Reputation: 73
First off what I am trying to do is ask the user for a search term. The program then searches yahoo and prints out the link of the first result. Here's the code I have so far.
from urllib import urlopen
import re, time
from BeautifulSoup import BeautifulSoup
print "What Would You Like to Search For?"
user_input = raw_input('') #Gets Search Term from User
search = "http://search.yahoo.com/search;_ylt=A2KLtaJX_1BQfT4AwX2bvZx4?p=baker&toggle=1&cop=mss&ei=UTF-8&fr=yfp-t-701"
new_search = search.replace('baker', user_input)
content = urlopen( new_search ).read()
soupcontent = BeautifulSoup(content)
link1 = soupcontent.find(id="link-1")
print link1
Everything works fine. It takes the user input and searches Yahoo. The problem I'm having is lets say I searched for 'dog'
the program would then print something like this: "a id="link-1" class="yschttl spt" href="http://www.dog.com/" data-bk="5101.1>b>Dog/b> Supplies | b>Dog/b> Food, b>Dog/b> Beds, b>Dog/b> wbr>/wbr>Flea Control & More .../a>"
Which Is indeed the first Link on the page. However I would only like it to print out "http://www.dog.com/" Can anyone help me with this?
Thanks.
Upvotes: 1
Views: 787
Reputation: 11322
Try using a regular expression.

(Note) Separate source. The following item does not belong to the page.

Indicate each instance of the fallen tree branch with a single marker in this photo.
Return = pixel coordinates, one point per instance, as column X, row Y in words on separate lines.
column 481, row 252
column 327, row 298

See: http://docs.python.org/library/re.html.
match = re.search(r'href="(http://.*?)"', str(link1))
print match.group(1)
Upvotes: 1
Reputation: 353209
BeautifulSoup actually makes this very easy:
>>> from bs4 import BeautifulSoup
>>> from urllib2 import urlopen
>>>
>>> url = 'http://search.yahoo.com/search?p=dog'
>>> content = urlopen(url).read()
>>> soup = BeautifulSoup(content)
>>>
>>> soup.find(id="link-1")
<a class="yschttl spt" data-bk="5097.1" href="http://www.dog.com/" id="link-1"><b>Dog</b> Supplies | <b>Dog</b> Food, <b>Dog</b> Beds, <b>Dog</b> <wbr></wbr>Flea Control & More ...</a>
>>> soup.find(id="link-1").get("href")
'http://www.dog.com/'
With your request for UTF-8 you'll probably see
u'http://www.dog.com/'
instead, the Unicode version, which is fine too.
Standard warning: be sure to check that Yahoo!'s end-user license permits whatever you want to do, because many licenses rule out certain automated uses.
Upvotes: 1